Id. — Setting apart Homestead — Separate Property of Wife — Right of Surviving Husband. — Where no homestead has been selected and recorded during the lifetime of the decedent, it is the duty of the court to designate and set apart a homestead out of the community property, if there is any such, and if not, then for a limited period out of any separate property of the decedent suitable for the purpose; and though the husband could not have selected a homestead out of his wife’s separate property without her consent when living, this does not affect the power of the court to set it apart to him as such for a limited period after her death.

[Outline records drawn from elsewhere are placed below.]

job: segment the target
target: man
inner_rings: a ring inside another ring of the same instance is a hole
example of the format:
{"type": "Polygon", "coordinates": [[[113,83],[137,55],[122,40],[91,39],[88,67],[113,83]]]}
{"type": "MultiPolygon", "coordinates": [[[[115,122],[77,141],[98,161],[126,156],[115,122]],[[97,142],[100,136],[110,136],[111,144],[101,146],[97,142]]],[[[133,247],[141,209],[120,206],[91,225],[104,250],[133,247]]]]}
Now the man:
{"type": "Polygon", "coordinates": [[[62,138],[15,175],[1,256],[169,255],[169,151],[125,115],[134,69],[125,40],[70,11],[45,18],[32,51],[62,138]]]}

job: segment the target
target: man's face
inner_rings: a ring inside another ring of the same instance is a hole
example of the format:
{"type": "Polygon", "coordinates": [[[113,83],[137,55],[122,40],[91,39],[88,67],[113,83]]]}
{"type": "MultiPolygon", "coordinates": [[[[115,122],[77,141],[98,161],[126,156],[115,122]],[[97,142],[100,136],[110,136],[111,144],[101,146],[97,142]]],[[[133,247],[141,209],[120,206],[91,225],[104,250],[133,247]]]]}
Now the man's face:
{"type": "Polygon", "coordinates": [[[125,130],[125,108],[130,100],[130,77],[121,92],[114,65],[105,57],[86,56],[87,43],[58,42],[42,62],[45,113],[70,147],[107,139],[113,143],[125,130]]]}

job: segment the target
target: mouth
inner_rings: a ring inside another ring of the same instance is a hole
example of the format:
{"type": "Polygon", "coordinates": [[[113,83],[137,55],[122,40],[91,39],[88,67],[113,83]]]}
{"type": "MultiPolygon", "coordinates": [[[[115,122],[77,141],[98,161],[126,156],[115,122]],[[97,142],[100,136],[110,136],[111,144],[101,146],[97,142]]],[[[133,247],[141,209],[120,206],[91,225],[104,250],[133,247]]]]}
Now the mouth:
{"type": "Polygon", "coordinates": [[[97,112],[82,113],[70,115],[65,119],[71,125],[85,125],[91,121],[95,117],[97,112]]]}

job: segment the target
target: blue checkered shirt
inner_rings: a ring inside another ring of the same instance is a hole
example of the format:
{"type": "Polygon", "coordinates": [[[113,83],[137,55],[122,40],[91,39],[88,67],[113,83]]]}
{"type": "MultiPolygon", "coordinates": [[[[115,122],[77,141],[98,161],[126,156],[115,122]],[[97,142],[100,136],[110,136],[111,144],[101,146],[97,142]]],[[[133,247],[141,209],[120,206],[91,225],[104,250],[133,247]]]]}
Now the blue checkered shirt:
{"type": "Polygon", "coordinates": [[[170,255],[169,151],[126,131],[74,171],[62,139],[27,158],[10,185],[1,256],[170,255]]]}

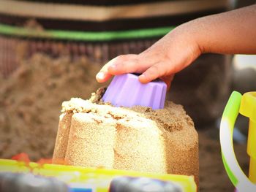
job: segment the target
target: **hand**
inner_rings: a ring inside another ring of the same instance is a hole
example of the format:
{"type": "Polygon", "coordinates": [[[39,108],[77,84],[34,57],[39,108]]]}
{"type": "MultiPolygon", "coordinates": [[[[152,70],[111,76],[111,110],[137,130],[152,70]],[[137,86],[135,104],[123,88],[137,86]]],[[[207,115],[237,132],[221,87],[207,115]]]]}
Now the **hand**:
{"type": "Polygon", "coordinates": [[[140,73],[139,80],[146,83],[157,78],[170,88],[175,73],[190,64],[201,53],[189,25],[181,25],[170,31],[151,47],[135,55],[119,55],[106,64],[97,74],[103,82],[112,75],[140,73]]]}

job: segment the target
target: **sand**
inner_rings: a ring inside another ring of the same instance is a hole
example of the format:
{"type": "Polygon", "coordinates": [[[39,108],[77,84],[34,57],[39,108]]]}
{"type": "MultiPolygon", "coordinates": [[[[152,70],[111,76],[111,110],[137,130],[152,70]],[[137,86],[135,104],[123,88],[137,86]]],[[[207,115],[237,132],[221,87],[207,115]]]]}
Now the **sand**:
{"type": "Polygon", "coordinates": [[[0,77],[0,157],[51,158],[62,101],[89,97],[101,85],[94,77],[100,65],[42,54],[19,65],[8,79],[0,77]]]}
{"type": "MultiPolygon", "coordinates": [[[[94,77],[98,65],[85,58],[72,61],[37,54],[28,60],[20,59],[20,68],[9,79],[0,77],[0,158],[11,158],[20,152],[29,153],[34,161],[51,158],[62,101],[72,96],[88,98],[102,85],[94,77]],[[65,66],[71,64],[72,66],[65,66]],[[54,75],[58,69],[63,69],[63,75],[54,75]],[[47,73],[42,72],[45,71],[47,73]],[[47,85],[53,82],[54,88],[48,88],[47,85]]],[[[214,126],[196,126],[200,144],[200,191],[233,191],[223,166],[219,132],[214,126]]],[[[234,143],[234,146],[247,174],[246,144],[234,143]]]]}
{"type": "Polygon", "coordinates": [[[198,183],[197,133],[182,106],[115,107],[102,93],[62,104],[53,163],[64,156],[69,165],[194,175],[198,183]]]}

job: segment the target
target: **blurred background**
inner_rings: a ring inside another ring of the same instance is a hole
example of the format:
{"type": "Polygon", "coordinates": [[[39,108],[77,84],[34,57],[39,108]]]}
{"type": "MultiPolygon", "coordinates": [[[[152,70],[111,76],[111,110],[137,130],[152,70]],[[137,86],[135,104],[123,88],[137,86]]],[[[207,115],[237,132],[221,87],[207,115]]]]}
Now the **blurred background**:
{"type": "MultiPolygon", "coordinates": [[[[241,0],[0,0],[0,158],[51,158],[64,101],[88,99],[110,59],[139,53],[176,26],[249,5],[241,0]]],[[[200,137],[201,191],[230,191],[219,144],[233,90],[256,91],[255,55],[205,54],[177,74],[167,99],[184,106],[200,137]]],[[[235,145],[248,172],[247,119],[235,145]]]]}

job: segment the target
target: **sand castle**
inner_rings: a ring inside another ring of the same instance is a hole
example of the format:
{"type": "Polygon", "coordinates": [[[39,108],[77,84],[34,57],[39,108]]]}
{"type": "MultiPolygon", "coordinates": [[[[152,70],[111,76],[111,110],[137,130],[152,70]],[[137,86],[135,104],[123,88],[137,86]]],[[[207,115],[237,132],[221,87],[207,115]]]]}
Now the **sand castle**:
{"type": "Polygon", "coordinates": [[[198,183],[197,133],[182,106],[115,107],[102,94],[62,104],[53,163],[194,175],[198,183]]]}

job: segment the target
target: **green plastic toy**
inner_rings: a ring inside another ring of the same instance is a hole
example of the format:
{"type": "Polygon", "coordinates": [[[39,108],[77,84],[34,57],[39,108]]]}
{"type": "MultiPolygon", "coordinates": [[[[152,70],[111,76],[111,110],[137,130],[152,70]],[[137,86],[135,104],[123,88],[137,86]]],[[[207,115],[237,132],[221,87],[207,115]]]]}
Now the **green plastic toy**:
{"type": "Polygon", "coordinates": [[[243,96],[233,91],[224,110],[220,124],[220,144],[223,164],[238,191],[256,191],[256,92],[243,96]],[[249,178],[241,169],[234,153],[233,132],[238,113],[249,118],[247,153],[250,157],[249,178]]]}

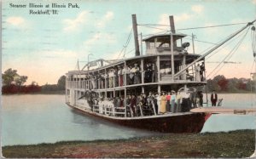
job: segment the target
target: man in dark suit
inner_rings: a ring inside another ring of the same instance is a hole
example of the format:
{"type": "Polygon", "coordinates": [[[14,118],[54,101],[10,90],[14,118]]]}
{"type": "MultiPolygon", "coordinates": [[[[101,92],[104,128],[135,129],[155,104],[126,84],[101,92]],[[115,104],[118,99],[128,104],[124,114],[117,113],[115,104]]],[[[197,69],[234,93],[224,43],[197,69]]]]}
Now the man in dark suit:
{"type": "Polygon", "coordinates": [[[218,95],[213,90],[212,94],[211,94],[211,102],[212,102],[212,106],[216,106],[216,103],[218,101],[218,95]]]}

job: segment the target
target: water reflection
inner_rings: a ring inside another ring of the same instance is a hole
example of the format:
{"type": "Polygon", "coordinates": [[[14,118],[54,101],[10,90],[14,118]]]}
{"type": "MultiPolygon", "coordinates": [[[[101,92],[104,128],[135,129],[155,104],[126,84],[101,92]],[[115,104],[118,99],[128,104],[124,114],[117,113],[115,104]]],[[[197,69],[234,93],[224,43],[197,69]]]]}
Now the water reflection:
{"type": "MultiPolygon", "coordinates": [[[[227,107],[246,107],[251,102],[249,94],[221,95],[227,107]]],[[[3,95],[2,99],[2,145],[127,139],[158,134],[81,114],[65,105],[64,95],[3,95]]],[[[255,119],[252,116],[212,116],[206,122],[203,132],[255,128],[252,125],[255,119]]]]}

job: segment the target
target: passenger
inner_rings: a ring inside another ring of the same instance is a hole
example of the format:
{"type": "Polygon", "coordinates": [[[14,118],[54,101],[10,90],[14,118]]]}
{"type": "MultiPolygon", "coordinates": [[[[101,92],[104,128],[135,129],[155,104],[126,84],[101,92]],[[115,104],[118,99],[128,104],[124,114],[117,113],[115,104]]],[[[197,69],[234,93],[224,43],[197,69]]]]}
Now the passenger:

Id.—Eff'ect of Unconfirmed Sale under Power.—The power of the court to set apart a homestead from the separate property of the decedent, after her death, is not defeated by the action of the executor in negotiating a sale under a power contained in the will, which is unconfirmed before the decree setting apart the homestead is made.
Fox, J. Catherine Lahiff died testate in November, 1887, leaving a surviving husband, Lawrence Lahiff, but no children. She owned, as her separate property, a lot [152]of land in San Francisco, returned in the inventory as constituting her entire estate, appraised, with the improvements on it, at five thousand dollars. This property had been occupied by herself and her husband, during her lifetime, from the date of their marriage, as their residence and homestead; the lower floor of the building on the front of the lot' being leased out for a carpenter-shop, the upper floor being divided into four rooms suitable for dwelling purposes; the other improvements on the lot consisting of a small building of two rooms in the rear, and a stable, once accessible from the rear of the lot, but at the time of her death inaccessible and unoccupied. By her will she distributed her entire estate in the form of money bequests, devising to her husband six hundred dollars, and no more; making divers other specific bequests, amounting to two thousand six hundred dollars, to other relatives, and eighteen hundred dollars to priests, churches, and charities; and making Father Pendegast residuary legatee. The will also authorized her executor to sell the whole of her property at public or private sale, with or without notice, and without obtaining an order of sale. The will having been admitted to probate, the executor negotiated a sale of the property, reported the same to the court, and petitioned for confirmation thereof. Pending the hearing upon this petition, the surviving husband applied to the court, upon petition setting out the facts substantially as above set forth, for an order setting the property apart to him as a homestead. Of this due notice was given; and upon the hearing, the heirs and devisees appeared, and demurred to the petition. The demurrer was overruled, when the contestants answered, setting up the facts as to the will, and the probate thereof. On this petition, and the answer thereto, a hearing was had, findings filed, and a decree entered, setting apart the property to the surviving husband as a homestead, during the period of his natural life; but requiring him, [153]inasmuch as there was no other property of the estate, to pay to the executor the sum of $439.65, costs and expenses of administration. From this decree and the order overruling their demurrer, the heirs and devisees appeal.